Paulo 04/06/2021
Escrito em 1974 pela brilhante e premiada Ursula K. Le Guin, Os Despossuídos é uma ficção científica política sobre dois planetas gêmeos separados por décadas de desconfiança, e um homem que arriscará tudo para reuni-los. Urras é um mundo de abundantes recursos dividido em vários estados-nação. Anarres, por sua vez, é um planeta inóspito e gêmeo de Urras, colonizado por fugitivos, que fizeram dele uma utopia anarquista, prezando simultaneamente pela coletividade e pela liberdade. Essa ilusão de sociedade perfeita é quebrada quando Shevek, um jovem físico brilhante de Anarres, descobre a Teoria da Simultaneidade, uma ideia que pode acabar com o isolamento de seu planeta e, ao mesmo tempo, avivar as guerras do planeta vizinho. Assim, o brilhante cientista decide contrariar seus compatriotas e viajar até Urras para realizar suas pesquisas e, ao mesmo tempo, fomentar a reaproximação dos dois planetas.
Para contar esta história, a narrativa se desenvolve em duas linhas temporais entrelaçadas: os capítulos ímpares são dedicados às experiências e ao choque cultural de Shevek em Urras (onde a autora demonstra seu imenso talento como observadora de nossa própria sociedade; colocando os valores Shevek em conflito com os valores de nossa própria sociedade capitalista), e os capítulos pares, em Anarres, nos contando a história pregressa de Shevek á sua chegada em Urras, da sua infância até a partida. Infelizmente, a obra não consegue criar empatia entre o leitor e o protagonista. Embora a construção de Shevek e sua jornada de autodescoberta tenha sido impecável, o físico não é lá um personagem muito cativante.

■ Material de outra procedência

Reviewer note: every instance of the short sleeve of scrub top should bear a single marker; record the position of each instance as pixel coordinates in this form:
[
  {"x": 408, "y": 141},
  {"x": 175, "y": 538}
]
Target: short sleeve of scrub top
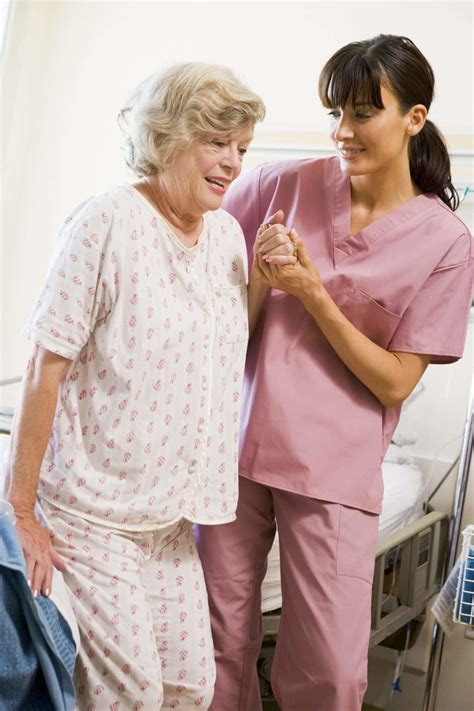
[{"x": 434, "y": 322}]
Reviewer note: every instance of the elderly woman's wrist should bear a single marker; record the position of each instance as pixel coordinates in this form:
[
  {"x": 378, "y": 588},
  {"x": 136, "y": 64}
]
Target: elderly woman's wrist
[{"x": 314, "y": 297}]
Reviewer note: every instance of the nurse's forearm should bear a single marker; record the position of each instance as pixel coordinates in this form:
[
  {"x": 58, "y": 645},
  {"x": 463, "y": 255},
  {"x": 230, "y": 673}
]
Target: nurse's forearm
[
  {"x": 257, "y": 291},
  {"x": 390, "y": 376}
]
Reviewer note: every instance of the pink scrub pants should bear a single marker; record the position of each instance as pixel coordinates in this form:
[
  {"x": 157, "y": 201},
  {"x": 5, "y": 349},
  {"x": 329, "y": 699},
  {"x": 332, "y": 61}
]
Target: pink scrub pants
[{"x": 327, "y": 558}]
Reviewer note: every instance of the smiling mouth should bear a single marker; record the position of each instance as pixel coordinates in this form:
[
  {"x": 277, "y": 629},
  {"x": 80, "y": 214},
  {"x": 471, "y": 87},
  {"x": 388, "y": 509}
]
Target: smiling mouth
[
  {"x": 215, "y": 182},
  {"x": 350, "y": 153}
]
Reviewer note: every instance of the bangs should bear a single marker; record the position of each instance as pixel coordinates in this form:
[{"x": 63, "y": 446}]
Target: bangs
[{"x": 353, "y": 79}]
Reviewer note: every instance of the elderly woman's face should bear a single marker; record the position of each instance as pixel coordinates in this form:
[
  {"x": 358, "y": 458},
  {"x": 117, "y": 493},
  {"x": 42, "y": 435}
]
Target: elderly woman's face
[{"x": 202, "y": 172}]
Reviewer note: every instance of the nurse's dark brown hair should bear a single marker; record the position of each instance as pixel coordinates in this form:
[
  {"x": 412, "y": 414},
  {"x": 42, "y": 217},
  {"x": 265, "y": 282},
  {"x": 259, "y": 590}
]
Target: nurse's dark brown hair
[{"x": 356, "y": 72}]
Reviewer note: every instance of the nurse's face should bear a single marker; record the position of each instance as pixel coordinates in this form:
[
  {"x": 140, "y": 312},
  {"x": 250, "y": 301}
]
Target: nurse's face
[{"x": 370, "y": 140}]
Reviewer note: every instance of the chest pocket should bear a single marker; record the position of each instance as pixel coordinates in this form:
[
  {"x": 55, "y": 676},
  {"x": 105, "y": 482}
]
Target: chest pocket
[
  {"x": 368, "y": 316},
  {"x": 230, "y": 304}
]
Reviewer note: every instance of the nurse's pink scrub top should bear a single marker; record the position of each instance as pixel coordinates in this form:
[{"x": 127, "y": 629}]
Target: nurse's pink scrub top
[{"x": 309, "y": 425}]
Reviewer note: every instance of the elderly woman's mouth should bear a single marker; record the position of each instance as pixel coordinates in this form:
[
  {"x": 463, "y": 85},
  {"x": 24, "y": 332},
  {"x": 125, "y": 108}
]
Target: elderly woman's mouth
[{"x": 217, "y": 183}]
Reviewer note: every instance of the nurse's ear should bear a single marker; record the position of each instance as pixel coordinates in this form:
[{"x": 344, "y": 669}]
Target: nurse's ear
[{"x": 416, "y": 119}]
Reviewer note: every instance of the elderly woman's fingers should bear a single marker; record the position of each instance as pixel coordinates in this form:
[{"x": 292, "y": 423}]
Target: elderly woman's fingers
[
  {"x": 280, "y": 260},
  {"x": 280, "y": 241}
]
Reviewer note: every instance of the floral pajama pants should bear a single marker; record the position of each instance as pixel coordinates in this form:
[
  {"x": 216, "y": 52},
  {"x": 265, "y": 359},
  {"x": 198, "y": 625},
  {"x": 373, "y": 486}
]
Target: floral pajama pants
[{"x": 141, "y": 606}]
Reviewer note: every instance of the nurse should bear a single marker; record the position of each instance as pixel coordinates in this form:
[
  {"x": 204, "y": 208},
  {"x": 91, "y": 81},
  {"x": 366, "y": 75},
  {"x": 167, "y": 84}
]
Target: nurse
[{"x": 381, "y": 289}]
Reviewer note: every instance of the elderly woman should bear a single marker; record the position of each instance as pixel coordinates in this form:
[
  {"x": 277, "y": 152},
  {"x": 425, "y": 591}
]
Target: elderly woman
[{"x": 127, "y": 426}]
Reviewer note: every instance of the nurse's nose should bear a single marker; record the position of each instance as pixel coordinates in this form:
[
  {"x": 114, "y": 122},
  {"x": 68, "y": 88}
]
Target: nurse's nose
[{"x": 342, "y": 130}]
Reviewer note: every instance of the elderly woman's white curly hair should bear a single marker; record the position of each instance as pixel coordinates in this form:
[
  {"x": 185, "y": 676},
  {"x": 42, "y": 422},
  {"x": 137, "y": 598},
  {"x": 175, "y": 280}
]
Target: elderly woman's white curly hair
[{"x": 188, "y": 101}]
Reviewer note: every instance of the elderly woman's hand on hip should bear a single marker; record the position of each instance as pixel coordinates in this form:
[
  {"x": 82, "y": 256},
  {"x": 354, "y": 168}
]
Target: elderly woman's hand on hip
[
  {"x": 299, "y": 278},
  {"x": 39, "y": 553}
]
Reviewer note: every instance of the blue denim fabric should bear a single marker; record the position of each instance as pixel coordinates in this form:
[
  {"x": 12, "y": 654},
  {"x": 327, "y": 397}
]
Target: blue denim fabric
[{"x": 37, "y": 651}]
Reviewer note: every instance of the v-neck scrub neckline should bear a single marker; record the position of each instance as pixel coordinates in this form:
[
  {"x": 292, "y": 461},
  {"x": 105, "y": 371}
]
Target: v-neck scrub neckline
[{"x": 347, "y": 243}]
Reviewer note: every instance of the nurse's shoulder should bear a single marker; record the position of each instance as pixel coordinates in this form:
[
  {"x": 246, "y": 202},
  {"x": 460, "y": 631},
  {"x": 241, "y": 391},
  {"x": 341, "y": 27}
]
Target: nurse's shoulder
[{"x": 449, "y": 234}]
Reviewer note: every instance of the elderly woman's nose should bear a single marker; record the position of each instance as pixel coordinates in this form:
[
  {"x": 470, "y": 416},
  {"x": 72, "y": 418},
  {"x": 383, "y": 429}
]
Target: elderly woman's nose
[{"x": 232, "y": 157}]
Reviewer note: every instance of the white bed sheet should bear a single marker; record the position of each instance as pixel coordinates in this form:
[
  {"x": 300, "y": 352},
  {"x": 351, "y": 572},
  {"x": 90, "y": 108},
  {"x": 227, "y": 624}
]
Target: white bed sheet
[{"x": 402, "y": 504}]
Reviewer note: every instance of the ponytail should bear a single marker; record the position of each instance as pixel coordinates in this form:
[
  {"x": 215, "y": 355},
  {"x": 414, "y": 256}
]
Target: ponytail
[{"x": 430, "y": 166}]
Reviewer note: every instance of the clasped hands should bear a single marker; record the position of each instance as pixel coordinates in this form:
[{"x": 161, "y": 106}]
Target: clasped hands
[{"x": 281, "y": 260}]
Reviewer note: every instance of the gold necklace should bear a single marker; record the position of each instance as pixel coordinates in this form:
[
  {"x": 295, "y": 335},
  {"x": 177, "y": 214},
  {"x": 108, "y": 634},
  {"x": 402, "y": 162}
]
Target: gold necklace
[{"x": 191, "y": 235}]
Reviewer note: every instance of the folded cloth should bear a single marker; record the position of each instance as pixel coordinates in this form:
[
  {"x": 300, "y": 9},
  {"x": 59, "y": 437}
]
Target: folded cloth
[{"x": 37, "y": 651}]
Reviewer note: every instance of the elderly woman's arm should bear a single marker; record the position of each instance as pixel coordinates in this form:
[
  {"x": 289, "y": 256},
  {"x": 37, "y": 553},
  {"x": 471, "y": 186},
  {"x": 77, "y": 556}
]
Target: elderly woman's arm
[{"x": 31, "y": 432}]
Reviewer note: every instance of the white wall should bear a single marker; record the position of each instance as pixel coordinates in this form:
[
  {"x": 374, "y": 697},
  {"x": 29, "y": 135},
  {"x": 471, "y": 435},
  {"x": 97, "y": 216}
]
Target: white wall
[{"x": 69, "y": 65}]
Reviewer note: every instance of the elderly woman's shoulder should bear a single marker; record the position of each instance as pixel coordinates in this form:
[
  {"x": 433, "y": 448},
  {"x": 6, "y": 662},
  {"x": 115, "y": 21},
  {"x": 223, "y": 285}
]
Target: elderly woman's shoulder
[{"x": 120, "y": 201}]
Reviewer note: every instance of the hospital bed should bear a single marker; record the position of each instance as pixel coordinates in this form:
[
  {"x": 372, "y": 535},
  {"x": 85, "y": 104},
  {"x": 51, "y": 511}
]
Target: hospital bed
[{"x": 410, "y": 558}]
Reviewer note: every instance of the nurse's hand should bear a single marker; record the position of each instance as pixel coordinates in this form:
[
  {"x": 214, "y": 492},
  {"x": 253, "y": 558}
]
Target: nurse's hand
[
  {"x": 301, "y": 279},
  {"x": 273, "y": 241}
]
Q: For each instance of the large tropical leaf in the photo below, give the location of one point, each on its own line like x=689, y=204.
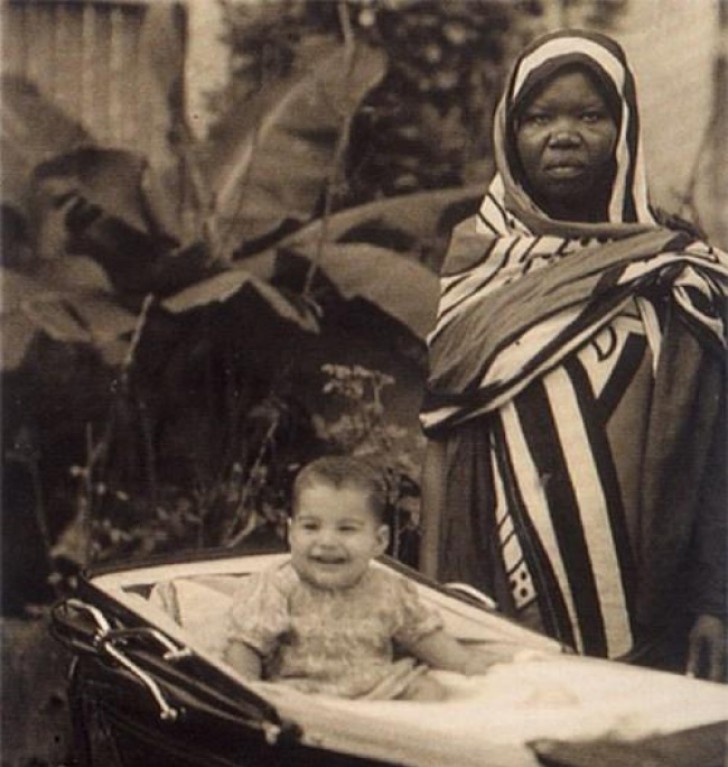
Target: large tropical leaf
x=418, y=225
x=275, y=153
x=406, y=223
x=70, y=304
x=32, y=130
x=390, y=282
x=224, y=286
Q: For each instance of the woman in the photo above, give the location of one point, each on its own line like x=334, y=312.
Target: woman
x=575, y=405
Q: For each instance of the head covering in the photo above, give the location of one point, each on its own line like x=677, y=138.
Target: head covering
x=605, y=60
x=520, y=290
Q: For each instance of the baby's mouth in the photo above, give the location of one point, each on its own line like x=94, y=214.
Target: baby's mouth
x=329, y=561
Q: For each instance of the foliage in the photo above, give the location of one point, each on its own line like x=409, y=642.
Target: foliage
x=363, y=430
x=426, y=125
x=205, y=296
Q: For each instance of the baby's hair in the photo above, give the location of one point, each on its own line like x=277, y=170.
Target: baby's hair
x=339, y=471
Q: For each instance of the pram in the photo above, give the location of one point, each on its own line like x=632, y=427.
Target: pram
x=148, y=688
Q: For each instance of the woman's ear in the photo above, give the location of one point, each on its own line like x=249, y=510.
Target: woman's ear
x=382, y=539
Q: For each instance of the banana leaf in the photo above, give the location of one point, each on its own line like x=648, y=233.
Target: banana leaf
x=32, y=131
x=276, y=152
x=69, y=303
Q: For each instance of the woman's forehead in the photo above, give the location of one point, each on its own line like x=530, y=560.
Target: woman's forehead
x=572, y=83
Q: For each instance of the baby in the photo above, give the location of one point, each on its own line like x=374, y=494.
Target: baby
x=327, y=621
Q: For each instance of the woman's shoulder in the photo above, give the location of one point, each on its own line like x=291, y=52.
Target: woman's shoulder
x=677, y=223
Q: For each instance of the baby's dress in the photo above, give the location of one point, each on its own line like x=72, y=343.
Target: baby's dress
x=333, y=642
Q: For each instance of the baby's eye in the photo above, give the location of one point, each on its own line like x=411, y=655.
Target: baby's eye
x=592, y=116
x=348, y=528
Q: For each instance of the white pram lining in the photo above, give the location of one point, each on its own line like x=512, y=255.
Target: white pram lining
x=535, y=692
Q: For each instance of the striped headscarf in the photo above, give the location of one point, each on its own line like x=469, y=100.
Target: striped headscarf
x=520, y=290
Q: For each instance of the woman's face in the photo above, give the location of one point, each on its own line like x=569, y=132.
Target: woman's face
x=565, y=139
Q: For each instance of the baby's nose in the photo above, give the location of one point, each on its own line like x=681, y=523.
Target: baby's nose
x=326, y=537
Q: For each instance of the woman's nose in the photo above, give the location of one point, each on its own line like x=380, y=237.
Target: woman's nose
x=564, y=134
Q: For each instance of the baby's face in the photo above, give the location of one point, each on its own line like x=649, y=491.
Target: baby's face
x=334, y=535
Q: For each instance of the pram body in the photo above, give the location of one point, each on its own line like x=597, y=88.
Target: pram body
x=148, y=688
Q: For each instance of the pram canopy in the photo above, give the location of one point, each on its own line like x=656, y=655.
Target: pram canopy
x=149, y=686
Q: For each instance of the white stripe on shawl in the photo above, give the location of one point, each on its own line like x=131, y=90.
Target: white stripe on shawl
x=592, y=505
x=535, y=501
x=565, y=46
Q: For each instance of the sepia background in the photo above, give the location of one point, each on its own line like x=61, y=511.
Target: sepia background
x=221, y=229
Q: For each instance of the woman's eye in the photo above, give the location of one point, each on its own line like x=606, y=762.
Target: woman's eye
x=536, y=118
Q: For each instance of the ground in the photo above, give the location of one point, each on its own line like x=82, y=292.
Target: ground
x=34, y=712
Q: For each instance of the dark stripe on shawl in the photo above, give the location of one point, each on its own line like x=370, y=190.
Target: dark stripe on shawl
x=499, y=208
x=552, y=607
x=488, y=224
x=629, y=211
x=479, y=286
x=542, y=437
x=623, y=373
x=604, y=462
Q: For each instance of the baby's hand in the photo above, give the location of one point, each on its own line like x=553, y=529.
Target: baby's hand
x=478, y=663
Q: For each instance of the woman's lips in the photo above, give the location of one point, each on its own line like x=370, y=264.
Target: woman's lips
x=565, y=169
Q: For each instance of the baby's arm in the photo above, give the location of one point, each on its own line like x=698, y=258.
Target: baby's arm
x=441, y=650
x=244, y=659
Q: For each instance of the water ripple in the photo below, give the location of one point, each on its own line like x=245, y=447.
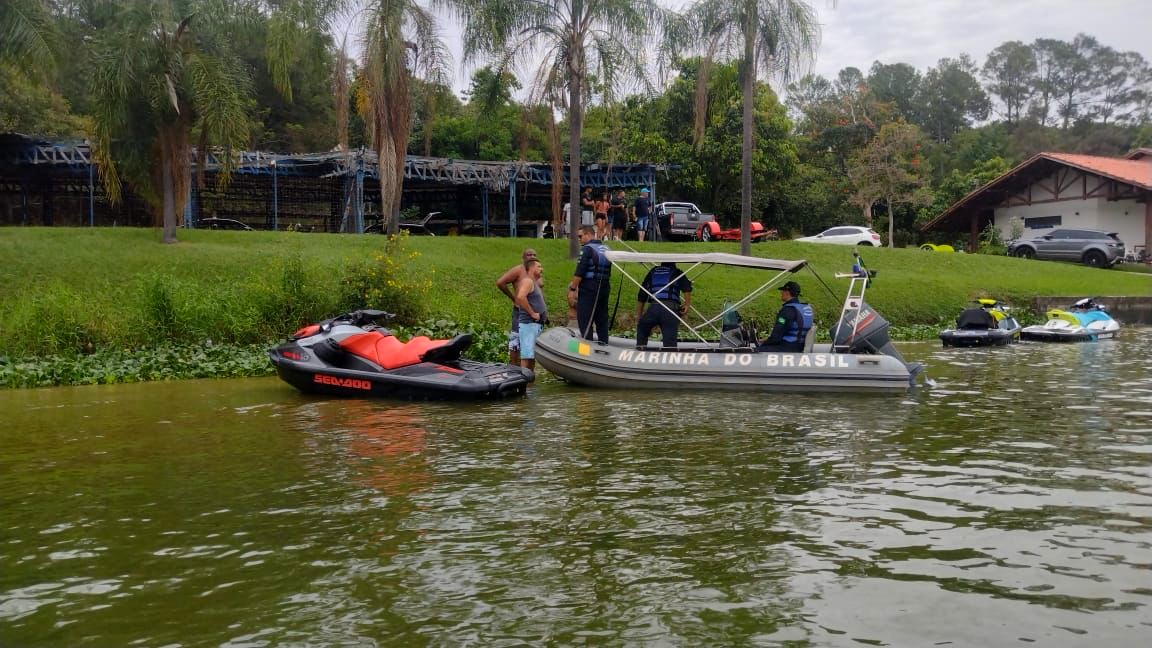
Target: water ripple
x=1009, y=504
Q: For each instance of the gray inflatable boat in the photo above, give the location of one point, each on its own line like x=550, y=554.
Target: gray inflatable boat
x=861, y=358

A narrativa é lenta e cadenciada, uma vez que não há uma história de fundo maior, acontecimentos instigantes ou mistérios durante a progressão da história, há, apenas, a jornada de descobertas de um protagonista que não é muito cativante. Soma-se a isso algumas passagens mais lentas, com maior nível de descrições, e em alguns momentos a narrativa pode ficar um pouco arrastada. Portanto, tenha um pouco de paciência. Mas ao mesmo tempo, ‘Os Despossuídos’ não é uma leitura difícil. A escrita de Ursula é bem fluída, e a autora consegue passar todas as mensagens e reflexões que deseja de uma maneira muito simples de entender.
Agora, há de se ressaltar que a riqueza de detalhes das duas sociedades é incrivelmente verossímil, e este é o ponto alto desta obra. Para escrever este livro, a autora mergulhou no assunto, estudando muito sobre utopias, pacifismo, resistências não violentas, e as escritas de anarquistas como Goodman e Kropotkin. Assim, ‘Os Despossuídos’ é um excelente “ensaio” antropológico de culturas que não existiram, especialmente no que diz respeito à sociedade anárquica de Anarres. Mas definitivamente o mais legal de sua abordagem em ‘Os Despossuídos’ é que apesar de existirem diversas distopias que exploram regimes autoritários, não é comum vermos obras que abordam de maneira tão verossímil uma sociedade baseada no anarquismo, e porque não no verdadeiro ideal comunista. E além de explorar como uma sociedade anárquica funcionaria na prática, e tecer críticas aos sistemas políticos de nosso mundo e a polarizações políticas, através de sua narrativa Ursula levanta questionamentos sobre existencialismo, poder e sistemas políticos, e aborda questões de fundo sociológico, como liberdade, desigualdade, individual versus coletivo. E apesar de ser um livro denso, a autora faz isso de uma forma muito simples de entendermos. E tudo isso sem supervalorizar Anarres, não caindo na tentação de criticar de maneira parcial um mundo capitalista em que a desigualdade social é regra. Ursula postula, em sua obra, que não existe sociedade humana ideal. Nem as nações de Urras, capitalistas ou comunistas, nem o comunitarismo sindicalista de Anarres. Todos os modelos são imperfeitos pelo fato de serem humanos e, portanto, caracterizados por conflitos e polarizações, por disputas de poder, por tentativas de hierarquizar e subjugar.
Dito isso, é impossível não recomendar ‘Os Despossuídos’. Pode não ser das leituras mais fáceis, e a ausência de uma trama que nos instigue às vezes arrasta a leitura, porém, uma vez que você entra de cabeça na proposta narrativa, é impossível parar. Definitivamente é um dos melhores livros que já tive o prazer de ler. ‘Os Despossuídos’ tem um enorme potencial de mexer com a sua cabeça e com o seu senso crítico, e garanto que você não será o mesmo depois de fechar estas páginas pela última vez.